Machine agency and the future of work
The introduction of new technology causes concern for the future of work. What is the role of humans in a work life in which an increasing number of tasks are conducted better and more efficiently by machines than by humans.
In a much cited paper on automation of work through computerization, Frey and Osborne, take a starting point in the premise that new technology makes old jobs redundant faster than new jobs are created. They then move on to claim that advances in machine learning and mobile robotics in the 21st century may render not only manual routine work victim to automation, but also work previously thought of as non-routine such as car driving, medical diagnostics, financial trading, or educational tutoring. Think only of the self-driving cars, entities that are able to perform tasks that only a few years back were considered beyond the computational capacities of machines. Tasks that represents engineering bottlenecks for computerizations, such as those associated with perception and manipulation in highly diverse environments, creativity, or social intelligence, are considered low risk for automation also in the foreseeable future.
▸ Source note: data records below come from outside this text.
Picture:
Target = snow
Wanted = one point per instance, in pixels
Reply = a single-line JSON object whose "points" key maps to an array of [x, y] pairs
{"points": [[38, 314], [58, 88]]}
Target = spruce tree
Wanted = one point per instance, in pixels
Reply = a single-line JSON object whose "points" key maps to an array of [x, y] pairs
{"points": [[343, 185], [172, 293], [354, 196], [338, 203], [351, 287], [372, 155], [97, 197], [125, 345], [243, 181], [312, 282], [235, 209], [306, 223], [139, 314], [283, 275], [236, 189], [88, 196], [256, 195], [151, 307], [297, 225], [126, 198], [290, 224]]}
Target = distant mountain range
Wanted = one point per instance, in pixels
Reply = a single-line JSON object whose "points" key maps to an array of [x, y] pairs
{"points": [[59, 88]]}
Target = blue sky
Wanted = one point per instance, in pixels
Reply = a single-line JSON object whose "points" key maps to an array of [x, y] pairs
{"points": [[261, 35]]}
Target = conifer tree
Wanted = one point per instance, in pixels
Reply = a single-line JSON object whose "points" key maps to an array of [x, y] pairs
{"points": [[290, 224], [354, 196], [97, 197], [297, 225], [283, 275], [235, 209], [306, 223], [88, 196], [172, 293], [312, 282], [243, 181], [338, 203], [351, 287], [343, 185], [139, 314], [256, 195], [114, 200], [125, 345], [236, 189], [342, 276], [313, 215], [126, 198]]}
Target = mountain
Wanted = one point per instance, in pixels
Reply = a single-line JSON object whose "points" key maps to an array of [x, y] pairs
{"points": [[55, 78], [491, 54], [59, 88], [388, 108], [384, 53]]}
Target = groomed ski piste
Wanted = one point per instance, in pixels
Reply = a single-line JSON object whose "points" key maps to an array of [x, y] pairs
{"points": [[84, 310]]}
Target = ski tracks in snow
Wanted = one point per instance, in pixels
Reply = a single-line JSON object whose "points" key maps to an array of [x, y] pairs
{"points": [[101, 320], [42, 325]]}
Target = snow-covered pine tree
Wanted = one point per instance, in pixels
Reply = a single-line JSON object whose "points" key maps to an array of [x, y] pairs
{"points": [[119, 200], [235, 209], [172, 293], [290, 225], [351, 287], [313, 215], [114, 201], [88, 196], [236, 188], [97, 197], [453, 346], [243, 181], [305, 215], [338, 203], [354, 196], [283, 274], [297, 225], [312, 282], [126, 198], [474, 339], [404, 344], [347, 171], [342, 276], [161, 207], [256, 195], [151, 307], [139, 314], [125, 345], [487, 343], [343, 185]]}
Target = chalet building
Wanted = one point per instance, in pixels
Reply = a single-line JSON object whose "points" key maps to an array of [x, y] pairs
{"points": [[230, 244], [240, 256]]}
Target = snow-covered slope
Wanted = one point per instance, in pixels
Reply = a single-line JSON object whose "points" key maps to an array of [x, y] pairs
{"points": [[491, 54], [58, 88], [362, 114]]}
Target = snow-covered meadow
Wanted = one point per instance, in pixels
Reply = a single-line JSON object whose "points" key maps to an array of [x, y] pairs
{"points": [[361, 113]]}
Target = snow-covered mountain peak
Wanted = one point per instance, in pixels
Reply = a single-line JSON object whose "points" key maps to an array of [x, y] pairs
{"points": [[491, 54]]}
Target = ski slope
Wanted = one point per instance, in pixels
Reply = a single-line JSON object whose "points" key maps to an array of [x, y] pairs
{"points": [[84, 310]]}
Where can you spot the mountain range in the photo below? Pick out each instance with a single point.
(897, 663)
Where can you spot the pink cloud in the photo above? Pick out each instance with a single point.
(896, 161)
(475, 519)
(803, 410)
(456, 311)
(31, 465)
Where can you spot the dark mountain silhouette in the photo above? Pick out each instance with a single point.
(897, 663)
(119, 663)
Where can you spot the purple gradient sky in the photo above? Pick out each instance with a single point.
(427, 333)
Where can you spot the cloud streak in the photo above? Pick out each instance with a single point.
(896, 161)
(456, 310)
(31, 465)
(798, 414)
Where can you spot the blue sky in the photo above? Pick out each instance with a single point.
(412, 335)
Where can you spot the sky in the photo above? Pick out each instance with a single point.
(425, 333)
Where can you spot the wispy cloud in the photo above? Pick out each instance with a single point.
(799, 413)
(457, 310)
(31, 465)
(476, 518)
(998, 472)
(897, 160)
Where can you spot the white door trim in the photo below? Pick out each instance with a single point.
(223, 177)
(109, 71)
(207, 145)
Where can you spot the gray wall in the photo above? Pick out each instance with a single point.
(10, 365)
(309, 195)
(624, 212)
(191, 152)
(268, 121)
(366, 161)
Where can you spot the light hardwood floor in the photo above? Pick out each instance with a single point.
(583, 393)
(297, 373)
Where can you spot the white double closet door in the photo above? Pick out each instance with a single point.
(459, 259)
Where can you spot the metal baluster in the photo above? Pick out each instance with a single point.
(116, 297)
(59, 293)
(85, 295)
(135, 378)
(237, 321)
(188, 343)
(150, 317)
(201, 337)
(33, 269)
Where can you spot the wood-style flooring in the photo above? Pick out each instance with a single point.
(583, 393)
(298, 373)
Hence, workers in work that are at risk for automation may need to acquire skills that are not easily automated.
While there is no doubt that automation will replace human workers, the picture may not be as bleak as sometimes suggested in popular reports on the subject. Autor, in an essay on workplace automation, argue that “journalists and even expert commentators tend to overstate the extent of machine substitution for human labor and ignore the strong complementarities between automation and labor that increase productivity, raise earnings, and augment demand for labor”. One example is the technological improvements in the health sector which lead to increasingly larger shares of income being spent on health. Another, is the value creation in the computer industry itself, where automating machinery spawn myriads of previously non-existing jobs.
In HUMANE, we have used the typology dimensions human agency and machine agency as a framework for discussing the role of automation in the complex systems. While Frey and Osborne, as well as Autor, discuss the effect of automation on work at a societal level, we discuss how automation may affect the work of humans within specific human-machine networks. Through a series of case studies on systems for decision support, crisis management, and evacuation support, we investigate how increasing the range of tasks allocated to computerized machines in such settings may actually strengthen the range of tasks, opportunities for influence, and opportunities for creativity in human operators. In these domains, all characterized by highly procedural work tasks and the need to adhere to regulation and policy, allowing machines to take over procedural decision making, human operators may instead spend their time and resources at the tactical and strategical levels of decision making. Here, automation does not remove the need for human operators, but redefines its purpose, allowing for novel ways of value creation.
We often seem to think of automation in terms similar to that of the self-driving cars, where the role of the human driver simply evaporates. The reality, however, may often be that automation enables new forms of value creation where the combined capabilities of humans and machines provide better outcomes in a more efficient manner than was previously possible. By understanding how to design the networked interaction between humans and machines, as we aim for in the HUMANE project, such an optimistic take on the social challenge of automation may be even more feasible.